‘Breakthrough Deal’ Is a Lie Meant to Sway Supreme Court Decision on Hacienda Luisita, Say Farmers

Pahilga confirmed that in July, there were efforts to broker a deal between the HLI management and the farm workers and to subsequently submit a compromise agreement, which would then be affirmed by the SC.

“There was already a meeting with the farm workers and the religious sector who would mediate and arrange a meeting with President Benigno S. Aquino III for the settlement of the case,” Pahilga said. “But the terms and conditions of the compromise agreement is yet to be agreed upon,” he added.

Ambala is composed of more than 6,000 farm workers at the HLI that petitioned the Department of Agrarian Reform (DAR) to revoke the SDO.

“We have to be sure whether those involved in the negotiations were really representatives of the farmers and are negotiating for the benefits of the farmworkers. And we should also know what are the terms and conditions of the deal,” Pahilga pointed out.

“It is equally important to know who are the parties to the negotiation for there is a high probability that the persons privy to the deal are not the real representatives of farm workers but mere dummies of HLI,” Pahilga said.

He revealed that the HLI management submitted to the court lists and signatures of persons who supposedly wanted to continue with the SDO in the hacienda. But Pahilga said that, after a verification by Ambala and Ulwu, many of the individuals who signed the document are already dead, some are not farmer beneficiaries of Hacienda Luisita, and some are not even residents of the barangays within the hacienda.

Grandmother of All Lies

“This breakthrough settlement is the grandmother of all lies and deceptions. It is by itself a major act of plunder, corruption and betrayal of collective peasant land rights and public interest rolled into one. President Aquino and the feudal aristocracy of Luisita merely talked to their own shadows and entertained a certain Al Capone when they orchestrated this biggest Mafia crime of the century,” Unyon ng Manggagawa sa Agrikultura (UMA) national coordinator Edna Velarde and Kilusang Magbubukid ng Pilipinas (KMP) secretary-general Danilo Ramos in a joint press statement.

“The mere fact that the farm workers are unaware of such deal, the Cojuangco-Aquinos are engaging in another attempt to hoodwink the farm workers for the second time around,” Anakpawis Rep.
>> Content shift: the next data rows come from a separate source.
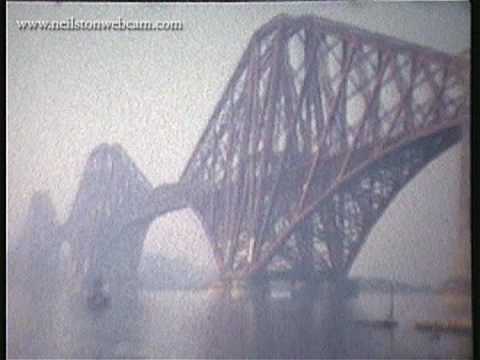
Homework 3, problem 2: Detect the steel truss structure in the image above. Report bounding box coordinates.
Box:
[14,16,470,296]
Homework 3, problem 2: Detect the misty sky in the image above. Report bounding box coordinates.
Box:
[7,2,470,282]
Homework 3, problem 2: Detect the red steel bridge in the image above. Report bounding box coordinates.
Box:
[14,15,470,296]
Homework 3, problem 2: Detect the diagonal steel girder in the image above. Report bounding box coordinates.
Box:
[177,16,469,277]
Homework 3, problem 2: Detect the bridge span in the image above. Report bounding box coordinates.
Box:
[14,15,470,300]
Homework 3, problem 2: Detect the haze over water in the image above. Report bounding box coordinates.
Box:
[7,2,471,358]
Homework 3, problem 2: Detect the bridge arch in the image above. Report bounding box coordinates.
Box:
[350,144,468,283]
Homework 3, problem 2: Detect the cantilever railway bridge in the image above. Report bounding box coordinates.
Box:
[17,16,470,296]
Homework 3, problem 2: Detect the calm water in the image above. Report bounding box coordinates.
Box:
[8,282,472,358]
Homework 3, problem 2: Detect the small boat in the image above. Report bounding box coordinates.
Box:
[355,284,398,329]
[415,320,472,334]
[87,280,111,310]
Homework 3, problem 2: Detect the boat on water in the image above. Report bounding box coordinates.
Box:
[355,284,398,329]
[87,279,111,311]
[415,320,472,334]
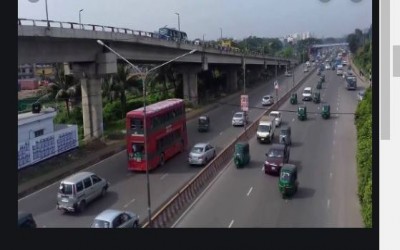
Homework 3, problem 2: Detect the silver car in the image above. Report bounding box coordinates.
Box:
[261,95,274,106]
[188,143,216,165]
[91,209,139,228]
[232,111,249,126]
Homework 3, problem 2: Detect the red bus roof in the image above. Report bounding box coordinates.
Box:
[126,98,183,116]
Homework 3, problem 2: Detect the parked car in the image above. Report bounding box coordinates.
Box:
[188,142,217,165]
[18,211,37,228]
[57,172,110,212]
[91,209,139,228]
[264,144,290,174]
[232,111,249,126]
[269,111,282,127]
[261,95,274,106]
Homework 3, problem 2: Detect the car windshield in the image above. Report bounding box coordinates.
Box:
[92,220,111,228]
[191,147,204,153]
[258,125,269,132]
[58,183,72,194]
[268,149,283,158]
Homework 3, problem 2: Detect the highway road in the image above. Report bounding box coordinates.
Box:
[18,63,305,227]
[173,65,363,228]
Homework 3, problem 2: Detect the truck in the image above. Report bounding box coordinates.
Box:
[257,115,276,143]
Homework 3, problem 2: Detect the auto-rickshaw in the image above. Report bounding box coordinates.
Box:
[278,163,299,198]
[321,104,331,119]
[279,126,292,145]
[297,106,307,121]
[198,115,210,132]
[313,92,321,103]
[290,93,297,104]
[233,142,250,168]
[317,79,322,89]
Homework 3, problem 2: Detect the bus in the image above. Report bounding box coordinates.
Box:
[158,27,187,42]
[126,99,188,171]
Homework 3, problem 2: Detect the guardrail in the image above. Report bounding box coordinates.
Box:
[18,18,296,61]
[142,65,316,228]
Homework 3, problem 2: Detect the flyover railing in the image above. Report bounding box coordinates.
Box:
[142,65,316,228]
[18,18,296,61]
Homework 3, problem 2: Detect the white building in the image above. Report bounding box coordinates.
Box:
[18,108,79,169]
Rafael Mariano said in a separate statement.

Mariano, who also chairs the KMP, said that the scheme proposed by the Cojuangco-Aquinos “has practically rendered impossible the break-up and distribution of the Luisita landholdings.”

Under the proposed settlement, the 10,502 farmer-beneficiaries recognized by HLI would be allowed to choose whether to retain their shares of stocks under the SDO or surrender these in exchange for land. Moreover, only around 1,400 hectares out of the 6,500-hectare hacienda, would be distributed. HLI explained this by saying that, under the SDO, the farmers’ shares account for only a third of HLI’s total shares.

Billions in Profit

“At the same time, the Cojuangco-Aquinos will again profit billions of pesos from a so-called sale with the government,” Mariano said.
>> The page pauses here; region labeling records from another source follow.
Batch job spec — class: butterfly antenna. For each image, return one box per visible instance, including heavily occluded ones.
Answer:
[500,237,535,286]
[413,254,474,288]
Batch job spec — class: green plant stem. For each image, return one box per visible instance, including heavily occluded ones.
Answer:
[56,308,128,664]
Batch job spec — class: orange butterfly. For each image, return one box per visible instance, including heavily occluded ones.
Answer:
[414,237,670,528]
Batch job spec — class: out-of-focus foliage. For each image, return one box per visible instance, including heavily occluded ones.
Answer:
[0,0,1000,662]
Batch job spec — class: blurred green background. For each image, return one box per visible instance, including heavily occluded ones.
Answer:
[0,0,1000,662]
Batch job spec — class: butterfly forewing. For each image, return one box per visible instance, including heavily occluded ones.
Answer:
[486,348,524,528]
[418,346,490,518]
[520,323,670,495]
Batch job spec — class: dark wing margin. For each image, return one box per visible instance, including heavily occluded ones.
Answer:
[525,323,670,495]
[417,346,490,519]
The Inquirer source was quoted as saying that “the farmers who choose to remain under the SDO would also receive a financial package but they will have to wait for developments because Luisita would undergo a rehabilitation program.”

The source said that around P140 million would be given to farmers to be released “in tranches.” While insisting that the DAR was not privy to the negotiations, the source said that the government would have to pay HLI for the distributed land.

But Mariano said that “the farmers’ 33 percent shares in HLI represent the whole 4,915 hectares of land assets.”

Bais, of Ulwu, insisted the same argument. “The remaining agricultural land must be distributed to the farmers,” he said, adding that portions of the HLI have been converted for other non-agricultural purposes, a conversion the Ulwu considered as a move to reduce the number of hectares that might go to the beneficiaries.

Mariano said the so-called deal confirms that the Cojuangco-Aquinos will never let go of the SDO scheme.

“This newly concocted deceptive and divisive proposal by the Cojuangco-Aquinos, in collaboration with bogus and yellow farmworkers’ organizations, is preposterous and highly unacceptable,” Mariano said.